“The tongue is sharper than a sword.” It‘s one of the proverbs we’ve often heard. It’s a figurative language, in which the tongue is used to replace a “word.” The tongue is of the most important organ in producing words. As a result, when our tongue is not really perfect, for example, the words we utter are not, or perhaps less, clear. In other words, this proverb may mean that words are sharper than a sword.
Up to now, a sword had been a sharp tool to be frightened of. However tight a thing, it can be cut easily by a sharp sword. If words are sharper than a sword, then how sharp are words?
Who doesn’t love being complimented? Almost all people love it. It’s natural for human beings to love being complimented and hate being criticized. Even, there’s a trend whereby we prefer to make a friend with those who compliments us and keep away from those who criticize us. In one hand, the compliment in fact can throw up to the “heavens”, make us happy, and blow a “heaven wind.” On the other hand, a critique may make us drowned, and blow words making us depressed.
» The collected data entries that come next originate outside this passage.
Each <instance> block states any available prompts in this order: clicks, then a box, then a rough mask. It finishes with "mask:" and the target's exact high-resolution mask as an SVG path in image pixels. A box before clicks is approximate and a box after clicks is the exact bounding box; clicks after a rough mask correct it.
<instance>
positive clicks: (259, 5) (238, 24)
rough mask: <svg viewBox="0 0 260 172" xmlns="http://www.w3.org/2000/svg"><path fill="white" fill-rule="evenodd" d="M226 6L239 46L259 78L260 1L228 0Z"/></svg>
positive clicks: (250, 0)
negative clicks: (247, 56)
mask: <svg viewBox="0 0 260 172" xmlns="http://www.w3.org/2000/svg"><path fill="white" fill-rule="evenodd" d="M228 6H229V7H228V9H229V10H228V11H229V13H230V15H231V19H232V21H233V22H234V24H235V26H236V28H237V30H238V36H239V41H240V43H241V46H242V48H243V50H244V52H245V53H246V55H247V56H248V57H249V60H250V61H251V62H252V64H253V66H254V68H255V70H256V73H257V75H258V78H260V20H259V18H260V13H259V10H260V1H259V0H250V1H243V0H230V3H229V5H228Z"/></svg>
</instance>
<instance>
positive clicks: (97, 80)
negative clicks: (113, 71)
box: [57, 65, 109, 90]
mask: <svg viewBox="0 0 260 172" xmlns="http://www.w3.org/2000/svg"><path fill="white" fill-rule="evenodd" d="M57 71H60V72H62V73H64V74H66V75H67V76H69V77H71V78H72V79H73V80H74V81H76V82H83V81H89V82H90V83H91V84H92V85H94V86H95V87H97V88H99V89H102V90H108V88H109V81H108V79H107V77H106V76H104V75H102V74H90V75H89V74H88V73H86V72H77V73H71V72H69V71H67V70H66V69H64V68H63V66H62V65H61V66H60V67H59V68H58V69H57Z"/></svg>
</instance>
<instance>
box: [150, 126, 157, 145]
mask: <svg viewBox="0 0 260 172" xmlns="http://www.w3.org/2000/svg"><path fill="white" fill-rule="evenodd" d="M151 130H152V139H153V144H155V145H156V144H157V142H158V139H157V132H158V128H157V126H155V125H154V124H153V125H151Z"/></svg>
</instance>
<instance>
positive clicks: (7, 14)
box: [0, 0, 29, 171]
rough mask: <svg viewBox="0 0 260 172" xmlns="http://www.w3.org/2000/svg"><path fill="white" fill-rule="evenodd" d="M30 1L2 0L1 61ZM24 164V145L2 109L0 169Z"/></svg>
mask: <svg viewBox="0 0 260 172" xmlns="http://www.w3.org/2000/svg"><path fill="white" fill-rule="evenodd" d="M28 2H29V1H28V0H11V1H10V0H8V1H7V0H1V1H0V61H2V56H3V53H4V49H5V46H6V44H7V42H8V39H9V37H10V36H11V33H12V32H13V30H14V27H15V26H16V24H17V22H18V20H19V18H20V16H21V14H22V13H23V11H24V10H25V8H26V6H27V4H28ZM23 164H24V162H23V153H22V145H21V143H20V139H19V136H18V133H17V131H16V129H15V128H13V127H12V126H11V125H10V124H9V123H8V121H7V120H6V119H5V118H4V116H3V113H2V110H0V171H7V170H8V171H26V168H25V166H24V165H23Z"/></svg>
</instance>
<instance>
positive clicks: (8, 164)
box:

But, in fact, there are people becoming asleep due to compliments, not critiques. The compliments uttered in asleep-making words often make people delirious. Not to mention, should the compliments be delivered by those close to us only to curry favor, which may in fact be in contradiction with the truth. The compliments delivered in an impassioned, convincing way often make us sure all is on its track and make us forgetful and reluctant to look at and observe the real fact around us. This happened to most of the great leaders, didn’t it?
Should the compliments be delivered by a right person, they can be like an energy injection to make self-introspection. The compliments can motivate to always grow and improve better. The person sincere in complimenting us will say the truth as it is, without the need of adding or lacking. Then, simply put, we should be more careful, or better still listen and observe carefully, when suddenly one person compliments us about ourselves or our job, for example.
Words are magical. Even if they are basically composed of 26 letters, as found in Latin words, thousands or even millions of words can be produced. The magic of words relies on their users, speakers or writers. By a mouth of some people, the beautiful words can be a healer or killer-poison. Then, “to kill” someone, we don’t need to sharpen a sword, buy a weapon, or have other modern killing tools. It’s enough for us to compliment him/her as highly as possible, blow a “heaven” word making him/her asleep, and finally he/she will be killed happily.